Derrière le rêve d'une traduction transparente
des pensées et des relations -dont on traitera dans le prochain
article- se manifeste le fantasme actif des apôtres du "cyberspace"
: transférer l'interaction sociale dans les réseaux "immatériels",
en restituant toutes leurs composantes opérationnelles, pragmatiques
et affectives. Concevoir que la tendance télétechnique recherche
ces conditions "charnelles" de l'échange social est une chose, penser
ce mouvement totalement accompli en est une autre.
Ce qui fait problème dans la "cybermania", c'est l'illusion
de la substitution de la présence physique par la télé-présence.
Comme si on extrapolait la logique des télécommunications
jusqu'à leur faire jouer un rôle qu'elles ne peuvent tenir
: celui de concrétiser, à l'identique, la rencontre des corps.
Voix, visage, silhouette, présence virtuelle, retour d'effort, l'Espace
du savoir que dessine P. Lévy est un espace des réseaux,
de présence à distance, un milieu d'interfaces techniques.
Que de tels outils augmentent la puissance de transcription,
la lisibilité des relations, nul n'en disconviendra. (8)
Mais qu'une telle entreprise puisse, ne serait-ce que s'approcher de la
description réaliste des situations cognitives, relationnelles,
affectives, il y a tout lieu d'en douter. A supposer qu'un tel projet soit
réalisable, il sous-emploierait l'efficacité des outils informatisés
qui révèlent leur puissance en traitant les informations,
en les transformant, en exprimant des rapports cachés plutôt
qu'en essayant de les mimer.
A poursuivre un projet de vie sociale parallèle s'exprimant
dans les réseaux, on rate le génie propre à ces configurations
: jouer alternativement et simultanément sur les deux plans, celui
des relations ordinaires basées sur la présence physique
et celui de la présence virtuelle.
Il y a deux manières -complémentaires- d'être
déplacé.

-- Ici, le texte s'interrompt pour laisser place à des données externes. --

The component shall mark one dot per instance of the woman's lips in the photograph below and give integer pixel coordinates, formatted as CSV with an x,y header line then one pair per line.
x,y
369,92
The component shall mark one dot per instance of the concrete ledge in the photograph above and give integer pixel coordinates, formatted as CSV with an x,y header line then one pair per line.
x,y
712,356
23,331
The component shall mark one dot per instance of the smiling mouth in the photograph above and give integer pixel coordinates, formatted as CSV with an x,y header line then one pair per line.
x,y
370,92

La première opère par modélisation/simulation
et, éventuellement, transport de ces modèles à distance
avec pour horizon la reproduction de l'existant. C'est ce qu'on pourrait
nommer le transport kinesthésique : déplacement de la voix
par le téléphone, de l'image par le visiophone, du toucher
par certaines applications de réalité virtuelle. La deuxième
s'écarte de cette tentation mimétique. Elle exploite la simulation
dans une autre perspective : augmenter ou transformer l'expérience,
créer de nouveaux êtres hybridants acteurs humains, animaux,
systèmes techniques (se déplacer comme une abeille dans un
environnement de réalité virtuelle, par exemple). Le projet
de télébureautique virtuelle DIVE (9)
concrétise, pour partie, cette direction. Les acteurs humains interagissent
sous forme de figurines. Chaque membre du collectif de travail y est représenté
comme individu "augmenté", prolongé" par des caractéristiques
relationnelles. S'il fixe un acteur, son image s'agrandit, le son de sa
voix augmente. A-t-il l'habitude de consulter son agenda ? Celui-ci clignote
lorsqu'il rejoint son univers de travail quotidien. L'espace de travail
devient un quasi-sujet, il enregistre, il concrétise des relations,
aussi bien avec les objets qu'avec des partenaires (10).

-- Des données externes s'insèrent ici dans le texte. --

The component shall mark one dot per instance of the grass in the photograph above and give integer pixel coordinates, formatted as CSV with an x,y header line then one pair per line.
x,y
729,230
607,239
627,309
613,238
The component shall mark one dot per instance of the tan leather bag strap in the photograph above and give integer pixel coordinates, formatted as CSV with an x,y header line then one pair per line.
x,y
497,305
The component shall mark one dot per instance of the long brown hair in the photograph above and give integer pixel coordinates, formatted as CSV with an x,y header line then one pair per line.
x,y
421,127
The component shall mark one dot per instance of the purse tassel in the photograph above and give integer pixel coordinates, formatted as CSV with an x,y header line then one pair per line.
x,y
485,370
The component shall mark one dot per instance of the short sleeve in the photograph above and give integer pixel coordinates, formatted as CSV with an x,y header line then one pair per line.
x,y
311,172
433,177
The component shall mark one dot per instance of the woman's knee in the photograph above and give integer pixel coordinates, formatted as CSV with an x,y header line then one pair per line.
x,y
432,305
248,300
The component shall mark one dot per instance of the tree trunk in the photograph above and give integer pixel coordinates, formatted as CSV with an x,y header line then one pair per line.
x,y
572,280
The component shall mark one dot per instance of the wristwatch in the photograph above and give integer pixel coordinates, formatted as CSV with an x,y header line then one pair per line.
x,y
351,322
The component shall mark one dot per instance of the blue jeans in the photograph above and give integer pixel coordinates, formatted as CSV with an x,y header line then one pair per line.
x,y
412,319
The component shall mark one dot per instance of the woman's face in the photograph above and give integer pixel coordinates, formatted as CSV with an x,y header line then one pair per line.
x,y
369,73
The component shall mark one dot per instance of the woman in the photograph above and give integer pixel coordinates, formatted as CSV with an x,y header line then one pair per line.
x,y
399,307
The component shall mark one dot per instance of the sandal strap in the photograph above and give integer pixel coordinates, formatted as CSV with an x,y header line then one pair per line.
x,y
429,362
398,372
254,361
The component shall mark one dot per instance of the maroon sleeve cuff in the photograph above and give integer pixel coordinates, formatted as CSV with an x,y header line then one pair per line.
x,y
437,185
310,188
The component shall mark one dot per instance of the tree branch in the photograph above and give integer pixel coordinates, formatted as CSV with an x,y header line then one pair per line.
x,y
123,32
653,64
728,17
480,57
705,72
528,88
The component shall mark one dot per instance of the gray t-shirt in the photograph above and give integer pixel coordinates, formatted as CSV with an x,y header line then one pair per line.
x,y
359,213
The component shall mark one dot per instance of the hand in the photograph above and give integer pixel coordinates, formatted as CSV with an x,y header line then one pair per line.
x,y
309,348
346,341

Mixte de représentations analogiques partielles (la figurine)
et de traits abstraits (la symbolisation graphique des relations d'intérêt,
d'attention), l'environnement DIVE transfigure la communauté de
travail.
D'une manière générale, avec les technologies
INFOCOM on attend à la fois trop et trop peu. Trop : façonner
un outre monde "cyber", indépendant du nôtre, voire contradictoire.

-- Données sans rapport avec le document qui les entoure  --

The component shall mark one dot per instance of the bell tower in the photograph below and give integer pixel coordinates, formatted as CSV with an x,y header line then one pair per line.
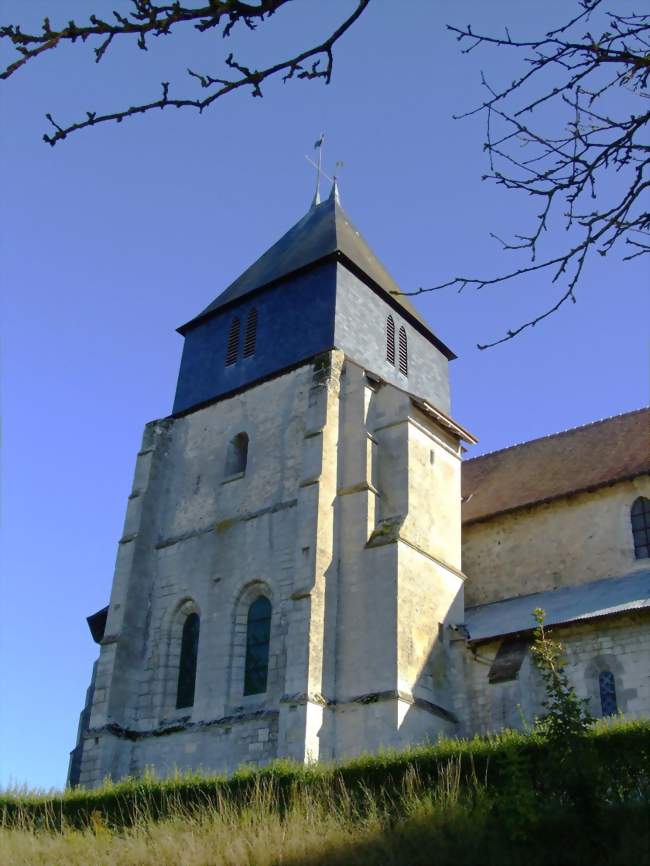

Trop peu : on néglige l'effet retour, comme si on pouvait ajouter
un épiderme en laissant le derme intact. En identifiant le "cyberspace"
à un outre monde, on sous-estime les effets de la commutation de
notre monde avec le monde de la présence augmentée (c'est-à-dire
transportée à distance, transformée, intensifiée,
mais distincte de la proximité corporelle).
L'espoir d'une fin de la transcendance.
Le projet social défendu dans "L'intelligence collective"
se veut dissipateur de l'illusion d'une fondation purement immanente de
la société. Le social pourrait ainsi se définir sans
référence à une instance qui le surplombe. (Nous verrons
dans le prochain article, que, de la même manière, la fonction
du langage comme opérateur d'institution du social est relativisée,
au profit de formes "plus directes" d'expression de la pensée, et
que sa vocation transcendante est, du même coup, négligée.)
P. Lévy n'a pas de mots assez durs pour condamner cette naïveté
coupable et trompeuse que serait la transcendance. Après avoir expliqué
que dans les "groupes organiques", les "principes organisateurs ne sont
pas fixés, réifiés ni déposés hors du
groupe" (11), l'auteur rapporte la naissance de
la transcendance à la spécialisation et à la concentration
de fonctions de gestion et de traitement de l'information dans les mains
de "leaders, chefs, rois et représentants divers" qui "unifient
et polarisent l'espace du collectif" (12) dans
des sociétés trop nombreuses pour être transparentes.
Aujourd'hui, de nouvelles technologies intellectuelles auraient
la capacité de rendre obsolète ce régime de fonctionnement
social (13). Pour illustrer cette idée, P.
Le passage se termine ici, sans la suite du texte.